According to the ruling, illegal migrants may only be held in a detention facility for a period of 60 days, essentially stripping authorities of methods for soliciting consent for deportation.
Speaking at the meeting, in which senior ministers participated, along with residents of south Tel Aviv—the area most notably affected by the wave of illegal migrants—Netanyahu delineated the committee’s raison d'etre.
“We are here to meet every few weeks in order to ease the problems facing the residents of south Tel Aviv and other areas in Israel as a result of the problem of illegal infiltrators,” Netanyahu said in his opening remarks.
“Our first and central goal is to remove as many of them from the State of Israel as possible. They have no right to be here. They don’t need to be here, and with our joint efforts a large portion of them won’t be,” he continued.
“We will also speak about other things but this is the first task, and I am pleased to see you all here,” he told the south Tel Aviv residents, many of whom for years have beseeched the government to stem the tide of illegal migration that has engulfed the area.
Referencing the recent visit he paid to south Tel Aviv, Netanyahu said he was impressed with the people who “are still clinging by their fingernails to the area despite their distress,” adding that there were steps that could be taken to allay the residents’ grievances.

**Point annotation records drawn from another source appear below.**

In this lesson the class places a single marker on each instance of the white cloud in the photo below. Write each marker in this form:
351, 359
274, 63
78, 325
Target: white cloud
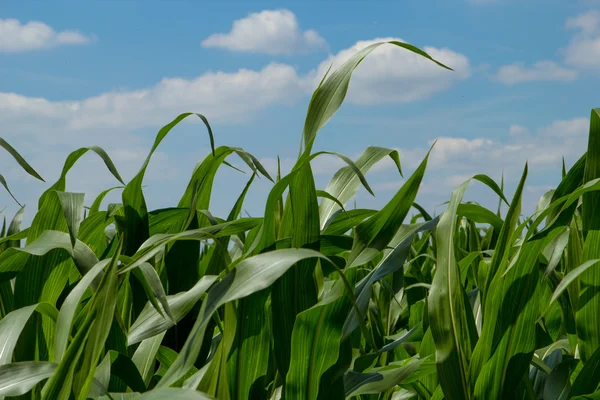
584, 49
540, 71
270, 32
517, 130
588, 22
566, 128
34, 35
221, 96
392, 74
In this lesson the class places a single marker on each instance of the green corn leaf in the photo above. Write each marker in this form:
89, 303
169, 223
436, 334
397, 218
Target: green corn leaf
19, 378
386, 378
315, 343
374, 234
345, 183
329, 96
452, 327
72, 205
150, 323
250, 276
588, 314
28, 168
3, 182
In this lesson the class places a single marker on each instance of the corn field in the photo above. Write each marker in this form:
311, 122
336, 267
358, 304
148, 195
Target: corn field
311, 301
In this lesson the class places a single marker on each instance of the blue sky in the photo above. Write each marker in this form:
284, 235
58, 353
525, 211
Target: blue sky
112, 73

“After the public tour of the area during the day I toured the area night which was unpublicized with Interior Minister Aryeh Deri,” Netanyahu told the residents.
“We went through all the streets, all the neighborhoods ... and we understood the situation and now we need to discuss together the solutions,” he added, while reminding the residents that removing all migrants would not be an attainable or feasible goal.
“We won’t be able to remove them all but we have already removed almost 20,000. We will need to continue this process with a similar number or perhaps even more.”